С той стороны трубки ахнули. Потом снова раздался грохот, будто пластмассовый корпус резко стал скользким и выпал из ослабевших пальцев.
— Это что, розыгрыш какой-то? — тихо и уже совсем не сонно проговорила Аня.
— Анечка, о чем ты? — с деланным недоумением спросил я. — Какой еще розыгрыш, у меня же никакого чувства юмора нет в такое время! Дорогая, как ты смотришь на то, чтобы попить вечерком молочных коктейлей? Или может чего-нибудь более горячего или горячительного, а то погоды стоят не самые теплые...
— Вы кто? — почти шепотом спросила Аня, громко дыша в трубку.
— Иван Алексеевич Мельников, год рождения — пятьдесят восьмой, журналист, не был, не был, не состоял, — отчеканил я. — Аня, у меня к тебе чертовски важное дело, давай встретимся. Например, сегодня в семь в «Петушке». Это рядом с кинотеатром «Россия», там еще...
— Я знаю, где «Петушок», — зло перебила меня Аня.

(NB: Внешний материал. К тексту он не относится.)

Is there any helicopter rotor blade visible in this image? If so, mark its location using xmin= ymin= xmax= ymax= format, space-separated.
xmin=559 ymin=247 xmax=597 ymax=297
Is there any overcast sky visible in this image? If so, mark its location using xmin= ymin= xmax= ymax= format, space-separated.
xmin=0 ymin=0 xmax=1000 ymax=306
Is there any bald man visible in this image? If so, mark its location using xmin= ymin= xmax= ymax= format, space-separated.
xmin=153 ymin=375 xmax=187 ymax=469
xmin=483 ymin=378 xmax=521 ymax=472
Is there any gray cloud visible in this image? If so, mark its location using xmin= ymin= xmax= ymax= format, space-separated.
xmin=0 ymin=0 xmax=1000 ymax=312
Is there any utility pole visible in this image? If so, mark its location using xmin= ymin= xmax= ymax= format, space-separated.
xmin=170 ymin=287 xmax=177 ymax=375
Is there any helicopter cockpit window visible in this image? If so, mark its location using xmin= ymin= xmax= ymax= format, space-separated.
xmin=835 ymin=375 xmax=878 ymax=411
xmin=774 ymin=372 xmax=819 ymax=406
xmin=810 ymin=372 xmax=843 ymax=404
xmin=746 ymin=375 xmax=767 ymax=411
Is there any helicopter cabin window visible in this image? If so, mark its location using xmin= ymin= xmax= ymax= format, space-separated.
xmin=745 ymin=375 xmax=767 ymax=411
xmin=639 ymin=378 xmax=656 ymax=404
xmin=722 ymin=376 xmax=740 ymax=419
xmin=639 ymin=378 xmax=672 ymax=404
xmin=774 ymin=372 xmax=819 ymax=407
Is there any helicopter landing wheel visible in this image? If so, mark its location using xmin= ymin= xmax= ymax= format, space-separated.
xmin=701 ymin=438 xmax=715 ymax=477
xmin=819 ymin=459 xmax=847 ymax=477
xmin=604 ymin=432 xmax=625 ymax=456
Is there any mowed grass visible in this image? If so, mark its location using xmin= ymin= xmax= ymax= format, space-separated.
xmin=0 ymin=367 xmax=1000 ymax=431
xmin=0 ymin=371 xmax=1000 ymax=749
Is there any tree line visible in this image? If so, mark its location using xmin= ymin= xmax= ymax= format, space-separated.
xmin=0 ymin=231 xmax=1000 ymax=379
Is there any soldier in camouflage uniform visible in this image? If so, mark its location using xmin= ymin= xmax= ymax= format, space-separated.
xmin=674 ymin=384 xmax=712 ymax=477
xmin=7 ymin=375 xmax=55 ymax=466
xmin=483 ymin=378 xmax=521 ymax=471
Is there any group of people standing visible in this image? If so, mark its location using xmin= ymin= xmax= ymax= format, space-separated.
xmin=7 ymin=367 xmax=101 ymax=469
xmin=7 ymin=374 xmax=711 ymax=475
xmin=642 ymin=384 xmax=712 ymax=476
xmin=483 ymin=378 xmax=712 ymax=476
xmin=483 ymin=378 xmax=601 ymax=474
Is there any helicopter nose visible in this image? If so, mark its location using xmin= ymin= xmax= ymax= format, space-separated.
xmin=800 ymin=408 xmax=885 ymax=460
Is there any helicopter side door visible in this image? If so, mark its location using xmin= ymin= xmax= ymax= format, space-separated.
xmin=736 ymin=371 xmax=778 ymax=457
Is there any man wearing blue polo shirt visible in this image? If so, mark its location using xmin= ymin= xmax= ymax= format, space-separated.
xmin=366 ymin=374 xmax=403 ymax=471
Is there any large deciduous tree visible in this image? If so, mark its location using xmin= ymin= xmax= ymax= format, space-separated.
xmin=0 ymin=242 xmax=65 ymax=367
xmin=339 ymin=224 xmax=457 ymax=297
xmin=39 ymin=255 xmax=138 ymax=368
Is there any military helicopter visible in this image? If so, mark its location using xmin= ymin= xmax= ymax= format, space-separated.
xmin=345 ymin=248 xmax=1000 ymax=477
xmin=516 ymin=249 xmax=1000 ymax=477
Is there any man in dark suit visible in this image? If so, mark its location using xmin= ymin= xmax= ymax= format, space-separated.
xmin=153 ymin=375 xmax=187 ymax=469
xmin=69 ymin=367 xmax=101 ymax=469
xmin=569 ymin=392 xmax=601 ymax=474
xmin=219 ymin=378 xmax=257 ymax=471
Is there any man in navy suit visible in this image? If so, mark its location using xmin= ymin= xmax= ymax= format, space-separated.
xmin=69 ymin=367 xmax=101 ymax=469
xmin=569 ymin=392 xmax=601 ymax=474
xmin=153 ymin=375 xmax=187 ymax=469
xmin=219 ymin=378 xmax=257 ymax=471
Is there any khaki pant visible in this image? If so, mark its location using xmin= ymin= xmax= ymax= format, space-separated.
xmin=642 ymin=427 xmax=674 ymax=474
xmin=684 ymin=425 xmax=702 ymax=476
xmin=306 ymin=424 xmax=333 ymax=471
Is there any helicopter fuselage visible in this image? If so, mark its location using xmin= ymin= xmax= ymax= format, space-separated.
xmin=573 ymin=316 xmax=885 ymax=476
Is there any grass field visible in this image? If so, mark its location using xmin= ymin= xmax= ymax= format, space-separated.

— Тогда буду ждать тебя там сегодня в семь, — сказал я, заполняя возникшую паузу. — В пальто, в печали и в... А, нет, это не из этой оперы. Анечка, ну что с тобой? Или ты не веришь, что это на самом деле я? Тогда приходи, и сама все увидишь.
В трубке раздался не то всхлип, не то вскрик. Потом запищали короткие гудки.
— Не знаю, какая муха ее укусила с утра пораньше, но я сделал все, что мог, — я развел руками и вернул трубку на ее законное место. — Все слышал? Сегодня в семь идем в «Петушок». Навстречу, так сказать, твоей судьбе.
— Вообще-то у меня были планы, хотя... — Мишка вынул руки из карманов. Потом засунул обратно. Потоптался на месте. Потом мотнул головой, будто с чем-то внутри своей головы или категорически согласился, или категорически же не согласился. — А, черт с ними! Встречаемся на проходной?
— Заметано! — я поднялся и протянул лучшему другу руку.
День был суматошный, конечно. Причем, я сам же его таким и сделал. Сначала на летучке нахватал на себя обязательств по собственной же инициативе, потом сбегал в профком, чтобы показать лишний раз лицо квелому баклажану его возглавляющему. И показать секретарю профкома свой профсоюзный билет. Она мне попеняла, что я уже три месяца не плачу взносы, я клятвенно пообещал сегодня же исправиться. Вызнал у ее, где искать комсорга Галю и помчался дальше наматывать круги по длинным коридорам административного корпуса.
Галя мне обрадовалсь, как родному. Особенно когда я ей сообщил, что я активист и энтузиаст и мечтаю приносить пользу родному заводу и родному государству. И вот прямо сейчас могу помочь нарисовать этот плакат или подписать эти открытки. Да, конечно же, я приду на собрание! О нет, петь и плясать не буду, но могу взять на себя половину конферанса. Вот уж что-что, а трепать языком я умею.
Потом мы с Галей пошли вместе обедать, обсуждая, какие замечательные перспективы ждут комсомольскую ячейку шинного завода вместе с моим приходом, и только тут я заметил, что нас не двое, а трое. За нами увязался тихий паренек немного унылого вида.
— Иван, ты просто не представляешь, как я рада твоему появлению! — глаза Гали воодушевленно сияли. — Мне иногда казалось, что я головой об стенку бьюсь, и это все одной мне надо! Но ведь я же для всех стараюсь! Чтобы жизнь на заводе бурлила, чтобы всем было интересно. А все как будто для галочки на собрания приходят. Только чтобы выговор не заработать.
— Галина, выдыхай! — я рассмеялся и приподнял стакан компота. — Давай выпьем этого компота за наш с тобой успех! Они еще будут бегать, как укушенные в зад змеей энтузиазма, вот увидишь!